The elves have been invited to Harry’s Christmas party and are looking forward to their favourite game, Santa’s Hat. They are blindfolded and place in a line, single file with Jodie at the back. Harry places a paper hat on each of their heads. Some of the hats are red, others are green. They are not told how many hats of each colour there are, but the game is explained before it starts and the elves and Jodie have time to formulate a plan. They will be asked to remove their blindfolds and then to call out, one at a time, either red or green. If the colour they call out is the colour of their own hat (which they cannot see, as there are no reflective surfaces in the room) then they may choose a parcel from under the tree. How many elves get to take a parcel and what is the best strategy to ensure it?

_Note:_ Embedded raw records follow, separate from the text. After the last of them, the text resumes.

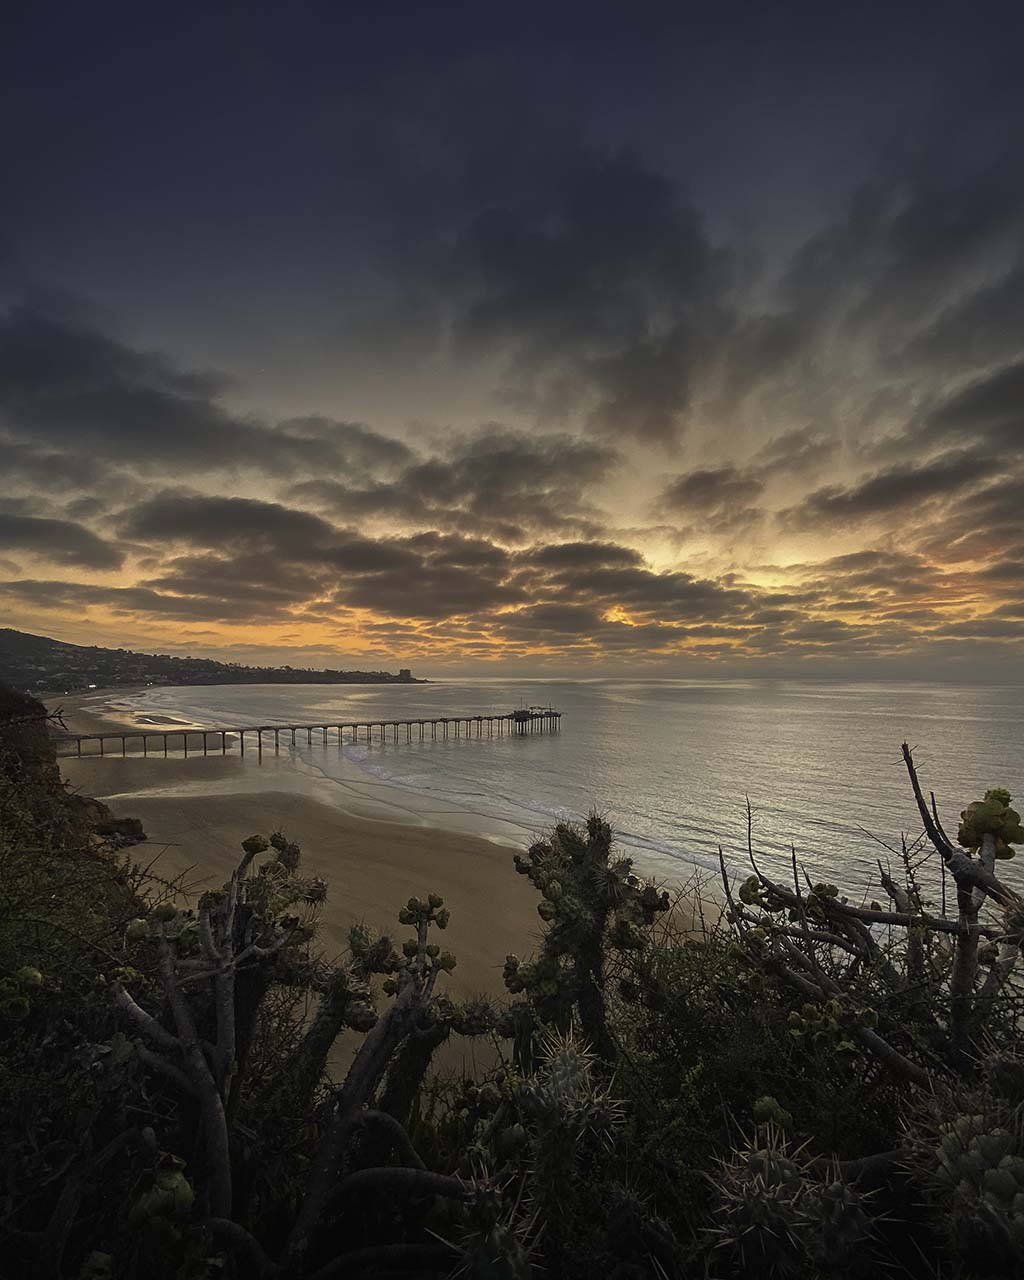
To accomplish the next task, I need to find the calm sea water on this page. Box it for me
[109,679,1024,895]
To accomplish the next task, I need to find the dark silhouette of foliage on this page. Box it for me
[3,686,1024,1280]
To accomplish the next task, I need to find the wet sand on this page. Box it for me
[49,689,715,1075]
[52,692,540,1008]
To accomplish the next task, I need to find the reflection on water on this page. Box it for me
[106,678,1024,893]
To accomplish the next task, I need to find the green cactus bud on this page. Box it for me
[439,952,457,972]
[426,943,440,958]
[407,896,422,913]
[78,1251,113,1280]
[402,939,418,958]
[977,1130,1013,1166]
[346,1001,377,1032]
[151,903,178,922]
[428,892,444,909]
[435,907,450,929]
[500,1121,528,1154]
[128,1158,194,1227]
[984,1168,1019,1204]
[15,966,43,989]
[241,834,270,855]
[537,901,557,921]
[2,994,30,1021]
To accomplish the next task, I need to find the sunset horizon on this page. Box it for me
[3,3,1022,681]
[4,7,1024,1279]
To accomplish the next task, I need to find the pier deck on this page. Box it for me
[55,709,561,758]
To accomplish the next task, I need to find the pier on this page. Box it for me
[55,707,561,759]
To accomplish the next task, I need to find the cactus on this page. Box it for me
[709,1125,878,1278]
[958,789,1024,859]
[805,1170,878,1278]
[927,1113,1024,1271]
[508,814,669,1060]
[709,1126,809,1278]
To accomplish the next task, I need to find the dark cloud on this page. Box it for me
[780,451,993,529]
[522,541,643,571]
[657,435,834,530]
[140,553,327,608]
[752,428,836,477]
[898,266,1024,374]
[331,534,524,620]
[276,416,413,477]
[914,475,1024,563]
[978,557,1024,583]
[923,361,1024,454]
[0,578,278,622]
[109,497,526,622]
[793,549,942,598]
[531,560,754,624]
[496,603,606,638]
[660,466,765,514]
[0,436,103,490]
[291,426,616,542]
[4,116,1024,671]
[439,153,729,445]
[0,303,409,480]
[122,493,337,549]
[0,513,122,569]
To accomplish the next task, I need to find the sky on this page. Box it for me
[1,0,1022,678]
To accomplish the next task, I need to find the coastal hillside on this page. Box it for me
[0,628,421,694]
[3,682,1024,1277]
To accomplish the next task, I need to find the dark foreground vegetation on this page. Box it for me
[0,629,420,694]
[2,684,1023,1279]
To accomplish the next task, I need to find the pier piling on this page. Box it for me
[54,708,561,759]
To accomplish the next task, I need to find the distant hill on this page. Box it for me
[0,629,422,693]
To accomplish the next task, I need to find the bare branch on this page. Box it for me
[207,1218,280,1277]
[902,744,956,861]
[137,1045,194,1094]
[111,983,180,1053]
[333,1166,473,1202]
[306,1243,462,1280]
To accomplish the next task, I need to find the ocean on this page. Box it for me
[103,678,1024,896]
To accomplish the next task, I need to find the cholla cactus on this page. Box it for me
[455,1223,533,1280]
[709,1126,809,1278]
[113,834,320,1217]
[709,1125,878,1279]
[454,1027,626,1274]
[603,1182,678,1278]
[805,1169,878,1278]
[517,1029,623,1215]
[0,963,47,1023]
[927,1113,1024,1272]
[507,814,669,1060]
[517,1027,623,1133]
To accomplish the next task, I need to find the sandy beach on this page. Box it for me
[49,687,716,1083]
[51,691,542,1012]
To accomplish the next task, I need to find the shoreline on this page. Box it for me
[50,687,726,886]
[50,691,544,999]
[49,692,718,1004]
[50,687,538,848]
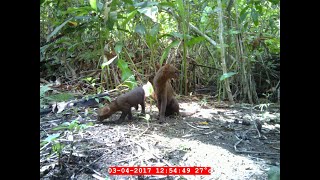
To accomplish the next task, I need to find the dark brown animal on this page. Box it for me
[153,64,180,123]
[97,87,145,122]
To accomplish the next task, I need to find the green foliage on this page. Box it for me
[159,40,179,65]
[41,133,60,146]
[46,93,74,102]
[46,17,73,42]
[251,8,259,26]
[117,59,137,89]
[115,42,123,55]
[200,97,208,106]
[89,0,97,11]
[268,166,280,180]
[121,10,138,27]
[135,24,146,35]
[186,36,206,46]
[40,85,52,98]
[78,49,101,62]
[220,72,237,81]
[40,85,52,108]
[40,0,279,103]
[52,120,93,132]
[150,23,160,37]
[138,5,158,21]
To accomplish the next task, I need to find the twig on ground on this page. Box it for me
[132,128,149,139]
[131,140,172,166]
[40,125,48,135]
[271,146,280,150]
[185,122,205,130]
[40,119,62,124]
[234,135,279,155]
[77,154,106,173]
[92,174,105,180]
[182,130,215,138]
[40,142,51,151]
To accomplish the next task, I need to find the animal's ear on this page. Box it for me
[163,64,170,70]
[155,63,161,70]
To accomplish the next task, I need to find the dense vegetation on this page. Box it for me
[40,0,280,104]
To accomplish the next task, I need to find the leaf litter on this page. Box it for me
[40,95,280,180]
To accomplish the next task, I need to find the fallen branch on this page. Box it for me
[233,136,279,155]
[40,91,110,116]
[185,122,204,130]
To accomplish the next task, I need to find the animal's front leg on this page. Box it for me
[159,93,167,123]
[141,101,145,114]
[128,108,133,120]
[118,111,127,122]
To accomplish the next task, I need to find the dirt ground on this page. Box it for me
[40,95,280,180]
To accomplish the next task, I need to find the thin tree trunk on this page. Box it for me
[217,0,235,105]
[234,0,253,104]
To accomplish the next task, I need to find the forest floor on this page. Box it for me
[40,95,280,180]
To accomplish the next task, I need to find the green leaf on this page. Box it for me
[268,166,280,180]
[135,24,146,35]
[268,0,279,5]
[138,6,158,21]
[115,42,123,54]
[171,32,192,39]
[240,6,249,23]
[46,17,72,42]
[251,9,259,26]
[66,6,92,16]
[68,120,80,131]
[159,40,180,65]
[46,93,74,102]
[97,1,104,11]
[40,0,45,5]
[43,133,60,143]
[177,0,185,18]
[40,85,52,97]
[159,2,175,8]
[240,12,249,23]
[171,32,183,39]
[229,29,240,35]
[255,4,263,14]
[243,22,249,30]
[103,96,112,102]
[52,125,69,131]
[89,0,97,11]
[52,142,63,153]
[123,0,133,5]
[186,36,205,46]
[134,1,158,8]
[121,10,137,27]
[122,75,137,89]
[150,23,160,37]
[220,72,237,81]
[117,59,133,81]
[95,98,99,103]
[106,18,115,30]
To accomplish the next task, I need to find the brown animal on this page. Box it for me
[97,87,145,122]
[153,64,180,123]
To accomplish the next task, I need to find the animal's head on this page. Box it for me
[97,105,112,121]
[163,64,179,79]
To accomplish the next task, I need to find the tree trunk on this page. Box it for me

Those of you looking for a classroom activity related to this, could take a look at a lovely set of slides prepared by thephilosophyman which emphasises the combination of logic and empathy needed to solve it. Seems suitable for Christmas.

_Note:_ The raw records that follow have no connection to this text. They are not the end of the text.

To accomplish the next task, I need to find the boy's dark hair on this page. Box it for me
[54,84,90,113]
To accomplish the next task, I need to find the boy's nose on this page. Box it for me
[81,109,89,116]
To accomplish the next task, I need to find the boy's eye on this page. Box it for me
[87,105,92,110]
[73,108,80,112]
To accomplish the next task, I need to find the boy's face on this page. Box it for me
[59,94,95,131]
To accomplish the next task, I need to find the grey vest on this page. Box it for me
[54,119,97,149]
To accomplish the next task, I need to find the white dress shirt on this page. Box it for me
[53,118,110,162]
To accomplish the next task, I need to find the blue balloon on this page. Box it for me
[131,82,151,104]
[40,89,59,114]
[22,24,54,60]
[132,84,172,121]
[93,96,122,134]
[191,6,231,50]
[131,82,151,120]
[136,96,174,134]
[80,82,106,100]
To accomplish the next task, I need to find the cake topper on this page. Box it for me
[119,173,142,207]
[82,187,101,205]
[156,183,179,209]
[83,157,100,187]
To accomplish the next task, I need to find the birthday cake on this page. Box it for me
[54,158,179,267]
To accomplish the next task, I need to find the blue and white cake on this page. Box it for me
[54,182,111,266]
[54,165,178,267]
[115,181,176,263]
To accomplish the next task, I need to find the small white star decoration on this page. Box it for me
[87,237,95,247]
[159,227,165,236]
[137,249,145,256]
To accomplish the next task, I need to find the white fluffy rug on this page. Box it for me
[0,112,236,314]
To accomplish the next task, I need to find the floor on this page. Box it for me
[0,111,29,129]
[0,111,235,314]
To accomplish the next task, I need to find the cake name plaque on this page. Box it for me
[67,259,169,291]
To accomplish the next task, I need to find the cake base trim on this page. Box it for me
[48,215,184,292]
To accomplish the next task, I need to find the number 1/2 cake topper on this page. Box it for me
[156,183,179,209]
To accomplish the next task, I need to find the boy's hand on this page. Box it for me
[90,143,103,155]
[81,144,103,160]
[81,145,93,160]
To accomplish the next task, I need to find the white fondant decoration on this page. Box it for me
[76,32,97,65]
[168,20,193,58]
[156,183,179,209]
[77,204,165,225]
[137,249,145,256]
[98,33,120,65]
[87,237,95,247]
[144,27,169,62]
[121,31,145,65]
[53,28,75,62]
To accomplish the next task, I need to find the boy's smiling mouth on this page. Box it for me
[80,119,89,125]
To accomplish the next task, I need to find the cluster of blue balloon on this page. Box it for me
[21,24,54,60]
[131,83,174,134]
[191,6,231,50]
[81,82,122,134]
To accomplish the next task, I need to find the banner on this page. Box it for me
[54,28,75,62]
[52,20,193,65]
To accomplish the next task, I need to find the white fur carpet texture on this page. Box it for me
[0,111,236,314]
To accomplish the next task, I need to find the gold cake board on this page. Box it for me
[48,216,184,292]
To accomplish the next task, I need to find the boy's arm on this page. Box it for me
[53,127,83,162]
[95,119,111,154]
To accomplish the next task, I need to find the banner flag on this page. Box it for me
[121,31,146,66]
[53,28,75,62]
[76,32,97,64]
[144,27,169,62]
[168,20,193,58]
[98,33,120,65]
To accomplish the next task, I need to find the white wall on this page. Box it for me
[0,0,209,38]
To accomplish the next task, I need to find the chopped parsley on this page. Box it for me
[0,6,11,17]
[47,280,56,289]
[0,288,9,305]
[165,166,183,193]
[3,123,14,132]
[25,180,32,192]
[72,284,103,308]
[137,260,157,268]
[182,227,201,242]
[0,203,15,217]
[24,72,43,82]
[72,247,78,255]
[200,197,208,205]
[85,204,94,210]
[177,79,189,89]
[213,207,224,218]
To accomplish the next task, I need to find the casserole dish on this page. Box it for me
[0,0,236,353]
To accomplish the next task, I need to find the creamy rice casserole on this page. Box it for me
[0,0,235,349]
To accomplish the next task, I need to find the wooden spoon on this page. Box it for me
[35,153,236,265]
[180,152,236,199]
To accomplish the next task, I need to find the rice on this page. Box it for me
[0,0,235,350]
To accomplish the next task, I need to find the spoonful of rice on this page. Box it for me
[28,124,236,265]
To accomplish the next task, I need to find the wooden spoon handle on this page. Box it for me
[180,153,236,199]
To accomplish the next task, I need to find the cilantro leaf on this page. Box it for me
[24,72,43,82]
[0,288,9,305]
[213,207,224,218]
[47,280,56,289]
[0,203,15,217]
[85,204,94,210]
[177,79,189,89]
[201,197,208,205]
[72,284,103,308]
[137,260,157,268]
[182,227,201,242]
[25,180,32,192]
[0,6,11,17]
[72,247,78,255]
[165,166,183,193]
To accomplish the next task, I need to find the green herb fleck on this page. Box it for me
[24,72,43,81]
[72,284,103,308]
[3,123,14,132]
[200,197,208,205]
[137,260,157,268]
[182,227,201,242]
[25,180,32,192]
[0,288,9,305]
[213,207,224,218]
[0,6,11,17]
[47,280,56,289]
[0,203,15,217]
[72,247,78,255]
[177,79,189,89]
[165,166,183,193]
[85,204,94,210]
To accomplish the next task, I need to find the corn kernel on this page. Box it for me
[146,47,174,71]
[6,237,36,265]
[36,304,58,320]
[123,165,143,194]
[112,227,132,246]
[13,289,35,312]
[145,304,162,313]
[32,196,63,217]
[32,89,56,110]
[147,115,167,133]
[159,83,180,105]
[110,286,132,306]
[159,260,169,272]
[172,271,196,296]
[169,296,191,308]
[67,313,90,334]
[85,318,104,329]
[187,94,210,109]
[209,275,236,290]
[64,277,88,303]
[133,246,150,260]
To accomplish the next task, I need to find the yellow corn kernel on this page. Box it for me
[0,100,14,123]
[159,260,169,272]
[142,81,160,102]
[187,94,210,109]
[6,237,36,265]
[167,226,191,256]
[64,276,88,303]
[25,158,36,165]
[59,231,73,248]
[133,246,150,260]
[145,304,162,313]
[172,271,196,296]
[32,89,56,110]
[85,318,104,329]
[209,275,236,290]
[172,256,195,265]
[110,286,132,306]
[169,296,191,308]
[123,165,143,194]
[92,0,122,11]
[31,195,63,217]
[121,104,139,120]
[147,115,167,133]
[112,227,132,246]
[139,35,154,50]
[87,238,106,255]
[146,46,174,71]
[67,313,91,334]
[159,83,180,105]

Now for the solution to last week’s puzzle. You have to assume that not only are the gamers all highly logical, but that they all know that they are all highly logical, otherwise they can’t model how the other players will react to a proposal, but with that assumption, Player 1 proposes that the coins are split as follows:
- Player 1 receives 9951 coins
- The 49 odd ranked players receive 1 coin each
- The others receive no coins
If the proposal is to be rejected then it must be rejected by one of the 49 lowest ranked pirates. The result of doing that, as that pirate could predict, would be that Player 1 loses all rights to any coins and Player 2 gets to propose a solution. But there is no guarantee that Player 2 will improve on the offer, and there is a chance that they might end up with nothing, so the odd ranked players should all vote in favour, and together with the vote of Player 1, the distribution would be accepted.
Of course an odd ranked player might think further ahead and consider that there might be a logical path to an elimination of players leaving a large booty to be shared among a smaller number of players including them. The trick to understanding why that is not better is to use induction.
Suppose at the final stage before an agreed split there are just two players left vying for the prize money. The highest ranked player remaining will propose that they alone should take the entire pot, and since they will vote in favour of this distribution, it will carry and the other player will take nothing, so it is clearly in the interest of any players left to avoid this situation. Therefore if there are three players left vying for the money, then the highest ranked player can offer one of them, the lowest ranked player, one coin to buy their vote, so even if our original odd ranked player is still in the game they will be no better off.
Knowing this, if there are four players left the highest ranked among them can propose to keep all the money except two coins which they distribute to the player ranked in the middle of the other three. They will accept to avoid a situation in which they are the middle ranked player of a remaining three, losing out entirely.
If there are five players left, knowing what will happen if there are three or fewer players left, the top ranked remaining player offers coins to the players 2 and 4 below them in the ranking. They know that if this proposal is rejected then the result will be a proposal cutting them out entirely.
This reasoning process repeats all the way up the chain until the odd ranked players have worked out that they had better vote in favour of the proposal. Player 1 is the clear winner!